Pendekatan ini dipandang krusial untuk menjaga keseimbangan antara target penurunan emisi dari kegiatan mitigasi dan stabilitas sosial-politik di tingkat tapak.

Pertemuan juga menegaskan pentingnya penguatan ownership program Pemerintah Provinsi Riau terhadap program GREEN for Riau, sebagai prasyarat menuju fase readiness REDD+ yang lebih matang.

Abdi juga menekankan bahwa konsolidasi kelembagaan akan diperkuat melalui koordinasi antara Sekretariat Daerah, Bappeda, dan Dinas Lingkungan Hidup dan Kehutanan (DLHK). 

“Selain itu, arah strategis juga mengarah pada pembentukan skema dan kelembagaan pembiayaan lingkungan di daerah, sebagai instrumen untuk mendukung implementasi program berbasis hasil (result-based payment) di masa depan,” ujarnya.

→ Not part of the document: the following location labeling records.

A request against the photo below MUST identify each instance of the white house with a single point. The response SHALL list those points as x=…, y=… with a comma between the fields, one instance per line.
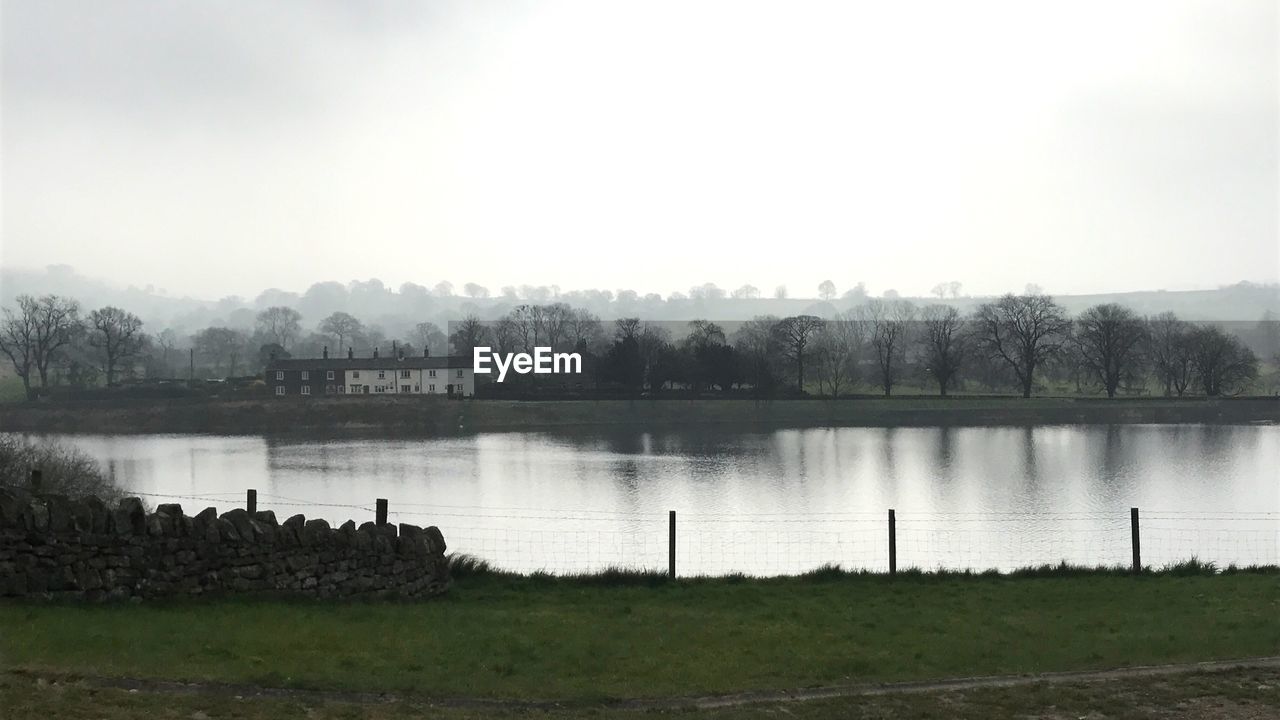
x=448, y=376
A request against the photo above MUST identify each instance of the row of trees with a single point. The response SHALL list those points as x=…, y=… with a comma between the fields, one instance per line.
x=49, y=333
x=1014, y=341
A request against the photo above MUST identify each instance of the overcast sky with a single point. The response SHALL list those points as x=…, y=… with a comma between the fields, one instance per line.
x=218, y=147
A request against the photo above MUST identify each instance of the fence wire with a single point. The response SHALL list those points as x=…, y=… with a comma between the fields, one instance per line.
x=563, y=541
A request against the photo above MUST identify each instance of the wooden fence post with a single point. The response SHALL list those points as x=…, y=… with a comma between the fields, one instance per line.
x=892, y=543
x=671, y=545
x=1137, y=540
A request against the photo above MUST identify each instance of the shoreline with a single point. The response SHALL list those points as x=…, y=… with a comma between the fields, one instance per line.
x=389, y=417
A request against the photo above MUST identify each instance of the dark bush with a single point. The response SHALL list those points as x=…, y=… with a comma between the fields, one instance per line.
x=64, y=470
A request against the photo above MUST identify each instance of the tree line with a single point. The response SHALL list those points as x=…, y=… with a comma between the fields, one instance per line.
x=1016, y=341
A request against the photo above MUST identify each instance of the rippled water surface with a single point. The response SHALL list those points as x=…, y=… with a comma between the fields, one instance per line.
x=762, y=502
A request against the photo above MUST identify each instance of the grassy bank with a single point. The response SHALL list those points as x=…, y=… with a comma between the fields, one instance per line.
x=520, y=637
x=1244, y=695
x=435, y=417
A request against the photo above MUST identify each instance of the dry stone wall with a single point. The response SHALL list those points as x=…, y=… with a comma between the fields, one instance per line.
x=55, y=547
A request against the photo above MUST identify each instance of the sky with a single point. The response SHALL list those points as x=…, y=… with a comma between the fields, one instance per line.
x=222, y=147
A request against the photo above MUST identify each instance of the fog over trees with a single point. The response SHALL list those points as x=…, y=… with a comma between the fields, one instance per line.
x=845, y=341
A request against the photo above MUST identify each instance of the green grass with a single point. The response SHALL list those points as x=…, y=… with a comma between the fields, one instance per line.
x=635, y=636
x=437, y=417
x=1235, y=693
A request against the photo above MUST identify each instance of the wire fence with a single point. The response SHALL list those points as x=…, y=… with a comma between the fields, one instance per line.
x=776, y=543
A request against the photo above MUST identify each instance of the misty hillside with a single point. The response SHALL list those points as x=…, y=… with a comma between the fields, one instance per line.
x=401, y=308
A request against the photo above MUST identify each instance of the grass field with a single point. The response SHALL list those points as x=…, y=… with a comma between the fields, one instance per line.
x=438, y=417
x=590, y=639
x=1242, y=695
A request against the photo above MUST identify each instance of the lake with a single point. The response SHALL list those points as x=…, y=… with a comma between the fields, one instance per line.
x=759, y=502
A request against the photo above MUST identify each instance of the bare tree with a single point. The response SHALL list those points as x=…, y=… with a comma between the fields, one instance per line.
x=704, y=332
x=35, y=335
x=946, y=343
x=117, y=335
x=279, y=324
x=1224, y=365
x=795, y=335
x=584, y=329
x=890, y=324
x=758, y=346
x=342, y=327
x=1170, y=350
x=223, y=347
x=626, y=328
x=469, y=335
x=18, y=341
x=1109, y=341
x=430, y=338
x=836, y=351
x=167, y=342
x=1023, y=331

Bambang Arifatmi, selaku  Country Coordinator UNEP UN-REDD menyampaikan mengapresiasi komitmen yang telah disepakati oleh berbagai pihak tersebut

“Komitmen ini sebagai langkah penting dalam memastikan keberlanjutan program yang tidak bergantung semata pada dukungan eksternal, tetapi bertumpu pada kapasitas dan kepemimpinan daerah,” ujarnya.

Aspek ketiga yang disepakati adalah penguatan strategi pendekatan Pemerintah Provinsi Riau kepada pemerintah pusat, khususnya ke Kementerian Kehutanan Republik Indonesia. 

Kepala Bappeda, Purnama Irawansyah menekankan perlunya keseragaman narasi dan posisi daerah terkait capaian serta arah strategis GREEN for Riau. 

“Untuk itu, akan dibentuk dan dioptimalkan melalui Tim Percepatan yang terdiri dari Sekretaris Daerah, Bappeda, dan DLHK sebagai representasi resmi daerah dalam melakukan komunikasi dan negosiasi kebijakan di tingkat nasional,”kata Purnama.

Sebagai tindak lanjut, disepakati pelaksanaan pertemuan lanjutan dengan direktorat teknis terkait dan Menteri Kehutanan guna memperkuat sinkronisasi kebijakan, dukungan implementasi, serta posisi Riau dalam skema J-REDD nasional.

Sekretariat GREEN for Riau menegaskan bahwa hasil pertemuan ini menjadi fondasi penting dalam mempercepat implementasi program. Tidak hanya berorientasi pada pengurangan emisi, tetapi juga memastikan integrasi dimensi sosial, politik, dan kelembagaan dalam tata kelola hutan dan lahan gambut.

Harapannya, kebijakan yang dibentuk akan dapat menutupi gap pendanaan iklim untuk mencapai target FOLU Provinsi Riau 2030.